BACKGROUND Aiming of tyrosinase has confirmed to be the best means of recognizing safe, effective, and potent tyrosinase inhibitors for whitening skin. Twenty-four 2-phenoxy(thiomethyl)pyridotriazolopyrimidines were synthesized and characterized in our previous studies. OBJECTIVE The present work aimed to evaluate their cytotoxicity against HepG2 (hepatocellular carcinoma), A549 (pulmonary adenocarcinoma), MCF-7 (breast adenocarcinoma) and WRL 68 (embryonic liver) cell lines. METHODOLOGY MTT assay was employed to investigate the cytotoxicity, and a tyrosinase inhibitor screening kit was used to evaluate the tyrosinase (TYR) inhibitory activity of the targets. RESULTS The tested compounds exhibited no considerable cytotoxicity, and nine of them were selected for a tyrosinase inhibitor test.

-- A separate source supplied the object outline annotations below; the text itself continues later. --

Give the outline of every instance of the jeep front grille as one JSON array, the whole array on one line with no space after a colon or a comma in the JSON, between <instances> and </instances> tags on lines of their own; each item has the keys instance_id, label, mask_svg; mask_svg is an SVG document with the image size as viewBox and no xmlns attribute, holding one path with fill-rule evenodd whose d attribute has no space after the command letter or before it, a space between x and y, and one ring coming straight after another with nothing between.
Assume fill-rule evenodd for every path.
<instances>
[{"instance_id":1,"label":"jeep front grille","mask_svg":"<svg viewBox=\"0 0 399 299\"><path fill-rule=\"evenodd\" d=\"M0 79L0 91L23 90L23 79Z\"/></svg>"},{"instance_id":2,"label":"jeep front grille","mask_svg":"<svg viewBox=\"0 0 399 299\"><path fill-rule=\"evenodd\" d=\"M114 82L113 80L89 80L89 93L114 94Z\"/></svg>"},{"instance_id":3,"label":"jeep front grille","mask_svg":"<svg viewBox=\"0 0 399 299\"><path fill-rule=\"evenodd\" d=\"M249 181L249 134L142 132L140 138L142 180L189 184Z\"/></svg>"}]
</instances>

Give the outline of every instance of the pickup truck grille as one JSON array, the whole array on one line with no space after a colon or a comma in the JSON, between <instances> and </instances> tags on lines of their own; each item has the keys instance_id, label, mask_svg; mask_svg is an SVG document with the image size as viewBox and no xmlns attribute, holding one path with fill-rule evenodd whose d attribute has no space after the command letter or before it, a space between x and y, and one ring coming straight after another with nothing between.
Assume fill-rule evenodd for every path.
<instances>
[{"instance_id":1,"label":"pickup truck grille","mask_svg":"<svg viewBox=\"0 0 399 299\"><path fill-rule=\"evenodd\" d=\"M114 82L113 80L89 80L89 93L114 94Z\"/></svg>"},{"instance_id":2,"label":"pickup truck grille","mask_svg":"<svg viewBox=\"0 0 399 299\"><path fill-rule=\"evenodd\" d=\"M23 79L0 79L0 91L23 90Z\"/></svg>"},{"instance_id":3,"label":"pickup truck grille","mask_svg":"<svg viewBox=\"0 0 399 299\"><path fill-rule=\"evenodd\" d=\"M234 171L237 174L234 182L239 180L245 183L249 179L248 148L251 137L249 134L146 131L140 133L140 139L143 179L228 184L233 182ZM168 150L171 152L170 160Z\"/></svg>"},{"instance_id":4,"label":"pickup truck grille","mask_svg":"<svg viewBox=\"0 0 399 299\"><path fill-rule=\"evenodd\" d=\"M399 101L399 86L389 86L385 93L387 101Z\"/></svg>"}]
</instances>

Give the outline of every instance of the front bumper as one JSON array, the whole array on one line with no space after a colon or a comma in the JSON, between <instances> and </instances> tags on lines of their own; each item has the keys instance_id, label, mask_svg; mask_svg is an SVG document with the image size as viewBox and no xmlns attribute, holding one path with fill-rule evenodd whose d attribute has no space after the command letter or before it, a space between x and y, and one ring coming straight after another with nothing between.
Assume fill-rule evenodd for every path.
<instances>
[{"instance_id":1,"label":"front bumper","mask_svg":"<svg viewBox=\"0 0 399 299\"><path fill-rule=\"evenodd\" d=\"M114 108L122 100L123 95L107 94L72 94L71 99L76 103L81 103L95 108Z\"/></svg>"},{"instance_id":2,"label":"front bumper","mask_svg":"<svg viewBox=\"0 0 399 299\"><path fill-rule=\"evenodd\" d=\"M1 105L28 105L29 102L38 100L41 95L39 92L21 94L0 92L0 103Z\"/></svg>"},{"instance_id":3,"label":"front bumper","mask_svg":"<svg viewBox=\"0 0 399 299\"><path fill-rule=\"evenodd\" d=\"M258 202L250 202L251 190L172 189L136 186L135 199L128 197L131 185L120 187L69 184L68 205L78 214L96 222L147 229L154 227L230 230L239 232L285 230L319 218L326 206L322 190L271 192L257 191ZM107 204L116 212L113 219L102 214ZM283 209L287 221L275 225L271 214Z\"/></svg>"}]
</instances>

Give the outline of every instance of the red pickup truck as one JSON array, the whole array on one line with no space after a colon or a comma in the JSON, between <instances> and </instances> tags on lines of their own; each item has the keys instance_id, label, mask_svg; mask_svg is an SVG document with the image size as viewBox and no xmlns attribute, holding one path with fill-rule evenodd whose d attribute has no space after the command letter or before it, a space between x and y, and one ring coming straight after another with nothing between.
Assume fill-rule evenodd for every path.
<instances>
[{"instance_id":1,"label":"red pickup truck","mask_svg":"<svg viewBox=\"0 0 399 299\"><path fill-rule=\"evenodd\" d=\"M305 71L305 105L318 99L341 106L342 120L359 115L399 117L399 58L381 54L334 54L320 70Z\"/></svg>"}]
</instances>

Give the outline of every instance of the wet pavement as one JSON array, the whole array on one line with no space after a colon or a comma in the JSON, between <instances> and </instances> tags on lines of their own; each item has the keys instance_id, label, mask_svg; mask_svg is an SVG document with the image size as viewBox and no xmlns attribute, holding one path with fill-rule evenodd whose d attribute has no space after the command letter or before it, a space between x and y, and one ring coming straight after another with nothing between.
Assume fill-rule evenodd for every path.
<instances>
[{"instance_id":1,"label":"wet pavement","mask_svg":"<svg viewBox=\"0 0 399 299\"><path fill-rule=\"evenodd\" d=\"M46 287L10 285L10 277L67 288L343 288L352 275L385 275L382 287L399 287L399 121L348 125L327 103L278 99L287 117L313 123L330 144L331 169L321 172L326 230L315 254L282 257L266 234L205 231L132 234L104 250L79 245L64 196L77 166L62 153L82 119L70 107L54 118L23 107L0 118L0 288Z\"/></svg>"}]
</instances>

Compounds 2a, 2m, and 5a showed good inhibitory percentages against TYR compared to that of kojic acid (reference substance). Molecular docking was performed to rationalize the structure-activity relationship (SAR) of the target pyridotriazolopyrimidines and analyze the binding between the docked-selected compounds and the amino acid residues in the active site of tyrosinase. CONCLUSION The target pyridotriazolopyrimidines were identified as a new class of tyrosinase inhibitors.